На водовозке подъехал отец.
Плотники попросили напиться. Он налил им полное ведро, поставил на верстак возле стены.
Изморенные жарой, рабочие долго и жадно пили, слегка наклоняя ведро обеими руками.
— Когда заканчиваете? — сухо спросил отец, смахивая со лба пот рукавом.
— Крышу покроем, и все,— ответил степенный старик с узкой, длинной, как у святого, бородкой. На нем была выцветшая синяя рубаха навыпуск, подпоясанная ремешком. Она промокла на спине от пота. Отец помолчал, поправляя сбрую и, будто между прочим, снова спросил:
— Ну, а вообще, когда вся эта музыка заработает? — он махнул рукой вдоль свежей, желтой полосы засыпанной траншеи.
— Начальство грозилось дать воду через месяц.
— Весь городишко изрыли, проехать негде,— проворчал отец.
— Каюк твоей водовозке, батя! — рассмеялся молодой, голый по пояс плотник. На груди его голубой орел распластал крылья.— Прямая дорога тебе сюда в будку.— Он показал на окно за железной решеткой.— Сиди себе да покуривай, получай талончики да поворачивай краники. Тут за день со всеми бабами можно покалякать. Глядишь, какая-нибудь и сдобрится. Этакая дебелая, с подоткнутым подолом! Эх! — парень смачно крякнул. Отец криво усмехнулся:
— Да только это теперь и осталось! — он выплеснул из ведра оставшуюся воду, повесил его на кран водовозки.
— Подкузьмили, значит, тебя,— веселился парень.— Сковырнули с насиженного места!
— Не меня одного, тут пол-России сковырнули,— заметил отец.

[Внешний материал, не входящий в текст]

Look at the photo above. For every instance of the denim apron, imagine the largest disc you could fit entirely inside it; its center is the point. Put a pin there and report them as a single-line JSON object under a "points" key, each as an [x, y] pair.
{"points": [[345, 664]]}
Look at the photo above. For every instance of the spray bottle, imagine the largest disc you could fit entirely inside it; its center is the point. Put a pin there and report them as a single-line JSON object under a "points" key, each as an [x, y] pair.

— Это верно,— согласился степенный, пропуская через мосластый, темный кулак светлую бородку.— Всему большой пересмотр идет. В наше время молиться было хорошо, а теперь — плохо, богатому был почет, а теперь — тюрьма. А в городе что творится? Старые домишки кварталами сковыривают. Кирпичные на их места возводят.
— Всем вам теперь хана, старорежимники!— заключил веселый парень с голубым орлом на груди и, поплевав в ладони, взял топор.
Отец зачмокал губами, дернул вожжи. Гнедко проснулся, подобрал отвисшую губу и тихонько тронулся.
И вдруг отец в ярости ожег его спину вожжами, заорал:
— Но-о, кляча!
Гнедко дернулся, загремело ведро, из-под крышки хлестнули фонтанчики воды, запылили колеса…
А однажды по кварталу пронесся крик мальчишек:
— Вода пошла! Вода!
Мальчишки, девчонки, женщины выбегали изо всех калиток, гремели ведрами, коромыслами, перекликались. Бежал и я, махая крашеным, синим ведром.